I’m favoring a track that would take the storm center over Nantucket or even Cape Cod. This would be enough to wrap milder air (40s) across Cape Cod and the islands for a time with low to mid-30s inside the Route 128 corridor.
Mixing makes for a trickier forecast because you have to consider the initial snow thump, then the compacting with rain, and then a likely return to snow at the tail end of the storm.
This type of track should put the heaviest snow bands around the Interstate 495 corridor and into Worcester County/southern New Hampshire.
With temperatures in the 20s, a fluffier snow that stacks up easily looks the way to go, and 12 to 18 inches is the call. Nor’easters like these often feature a zone of banding where snowfall rates of 1 to 3 inches per hour can lead to localized higher totals. Though this storm is moving pretty quickly, we may see some 18-to-24-inch totals in those bands (more the exception than the rule).
While Cape Cod, the islands, and immediate coastal towns are expected to see lower totals, they will also get a wetter and heavier snow and then the stronger wind gusts. Power outages are to be expected due to this combination.
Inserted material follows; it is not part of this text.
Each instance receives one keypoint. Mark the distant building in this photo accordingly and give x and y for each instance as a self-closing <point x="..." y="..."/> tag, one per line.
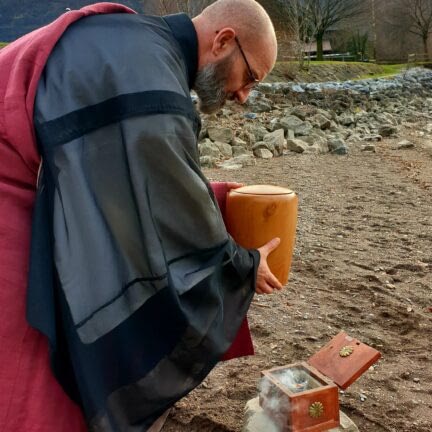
<point x="310" y="49"/>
The city of Boston down across the South Shore, coastal Plymouth County, and the South Coast should see 6 to 12 inches. For Cape Cod 3 to 6 inches is expected with 2 to 4 inches on Nantucket before the change to rain. Peak gusts during the afternoon and evening on Tuesday should reach 50 to 65 miles per hour at the shore, and some isolated gusts may even top 70 miles per hour on Cape Cod and Nantucket as well as Cape Ann.
Inland areas should max out with the wind gusting at 35 to 55 miles per hour, which may still produce power outages.
The strong northeast winds will pile up water, with pockets of minor to moderate coastal flooding. The high tide cycle to watch is around 12:30 to 2:30 p.m. Tuesday with a storm surge of about 2 to 3 feet on top of the already higher than usual astronomical tides, thanks to Sunday’s full moon.
Then we’ll need to keep tabs on the following high tide after midnight Wednesday. Winds will have come around more northerly at this time, so the bay side of Cape Cod and Nantucket are expected to be particularly vulnerable, along with any other north or northeast facing beaches.
Bottom line is that it’s essentially a snow day situation across the region with hazardous travel, significant snow, and gusty winds. Not a monstrous, historic blizzard but a solid snowstorm, especially by mid-March standards. I wouldn’t count much on sun angles or the time of year keeping the amounts down because snowfall rates should be strong enough to overcome it, and all surfaces are very cold considering the air currently hanging out around New England.
Roads will be a lot messier than they were during the light snow event Friday.
There is still some upper-level energy behind the storm, which could keep scattered areas of snow and snow showers around on Wednesday. The intensity won’t be nearly as much of an issue, but some additional minor accumulation is possible. And we won’t be melting the new flakes very quickly. Highs are expected in the low 30s Wednesday and Thursday and mid-30s by Friday. A cold stretch for mid-March!
The all-important “What could change?” part of this forecast: We’ll be watching for any wobbles farther west. This would bring more rain/mixing into eastern Massachusetts, lower totals, and also drag a dry slot across the region during the day, which would shut down the snow. That would of course act to bring down totals.
There are always some uncertainties when it comes to winter storms so keep tabs on any possible changes over the next 24 hours.